Die kleine Stadt am See ist gerade dabei, ihre Bevölkerung
zu verdoppeln. Innerhalb von zehn Jahren wächst die
Einwohnerzahl auf zehntausend Leute; innerhalb von
fünfzig Jahren wurde sie verzehnfacht, und der Anteil der
Ausländerinnen und Ausländer steht 1910 bei 49 Prozent.
Angelockt von einem lokalen Maschinenindustriellen, hat
ein amerikanischer Unternehmer eine riesige Fabrik
erstellen lassen. 4500 Leute beschäftigt er zur besten Zeit,
einen Teil davon in Heimarbeit, denn nirgendwo, so erklärt
Arnold B. Heine in der New York Times 1903, können
Stickereiwaren derart gut und billig produziert werden wie
an diesem Flecken Europas: «In der Schweiz arbeiten
ganze Familien an den Stickereien. Sie nehmen das
Material mit nach Hause und verrichten viele der delikaten
Arbeiten von Hand. Wir versuchten auch, solche
Arbeiten auf unserer Seite des Meeres in Auftrag zu geben,
doch die Experimente waren nicht von Erfolg gekrönt.»
Boomtown am Bodensee, mit den Stickereifabriken
wachsen die Stickmaschinenfabriken. Immer mehr Arbeitskräfte
ziehen herbei. Immer knapper und teurer werden
zum Beispiel die Wohnungen. Es kommt zu Krawallen:
Schwäbische Immigranten und Schweizer verhauen die
Italiener. Wilde Streiks der italienischen Nachseherinnen.
Gewerkschaftliche Streiks der ganzen Belegschaft.
Man wehrt sich gegen die Erhöhung der Arbeitszeit und
bei Kriseneinbrüchen gegen die Reduktion der Löhne. Der
längste Arbeitskampf der Heine-Arbeiter dauert von März
bis August 1908. In der Presse ist vom «Arboner Krieg»
die Rede. Für die Streikenden werden Spenden in verschiedenen
Ländern Europas gesammelt, und sie gewinnen.

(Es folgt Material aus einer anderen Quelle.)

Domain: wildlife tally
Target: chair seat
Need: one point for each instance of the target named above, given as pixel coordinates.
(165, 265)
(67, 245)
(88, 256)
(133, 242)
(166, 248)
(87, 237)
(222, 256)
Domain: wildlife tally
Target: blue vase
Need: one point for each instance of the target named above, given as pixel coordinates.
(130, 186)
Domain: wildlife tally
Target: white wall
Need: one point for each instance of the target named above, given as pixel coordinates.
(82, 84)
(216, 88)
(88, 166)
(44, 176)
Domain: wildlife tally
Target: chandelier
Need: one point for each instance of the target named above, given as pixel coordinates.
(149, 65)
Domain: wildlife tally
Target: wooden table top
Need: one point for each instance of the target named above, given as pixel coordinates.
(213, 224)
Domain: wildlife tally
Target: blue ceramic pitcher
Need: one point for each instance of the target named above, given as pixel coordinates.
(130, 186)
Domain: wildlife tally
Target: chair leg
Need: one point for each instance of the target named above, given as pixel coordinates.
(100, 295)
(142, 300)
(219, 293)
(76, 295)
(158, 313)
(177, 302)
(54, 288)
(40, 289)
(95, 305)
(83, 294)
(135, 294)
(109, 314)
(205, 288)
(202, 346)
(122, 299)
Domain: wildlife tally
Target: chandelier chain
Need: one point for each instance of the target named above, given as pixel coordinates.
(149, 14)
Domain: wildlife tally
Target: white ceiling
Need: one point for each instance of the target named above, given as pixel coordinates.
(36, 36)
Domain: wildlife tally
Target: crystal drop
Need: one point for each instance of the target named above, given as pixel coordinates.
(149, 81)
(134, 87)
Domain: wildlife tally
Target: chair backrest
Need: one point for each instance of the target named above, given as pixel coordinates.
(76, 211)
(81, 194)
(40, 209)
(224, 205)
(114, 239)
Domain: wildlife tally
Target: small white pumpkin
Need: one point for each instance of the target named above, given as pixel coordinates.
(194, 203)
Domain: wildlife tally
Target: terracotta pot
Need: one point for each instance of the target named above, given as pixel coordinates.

1912 flieht der Stickerkönig vor seinen Gläubigern nach
Amerika. Eine berühmte Postkarte von 1904 zeigt
Heine-Arbeiter auf dem Arboner Sternenplatz. Im Hintergrund
die Villa von Arnold B. Heine, links die Fabrik,
rechts die firmeneigenen Arbeiterhäuser. Wer dort wohnte,
wurde im Streikfall nicht bloss entlassen, sondern
auch obdachlos. Die Hälfte der Arbeiter auf dem Bild sind
Kinder.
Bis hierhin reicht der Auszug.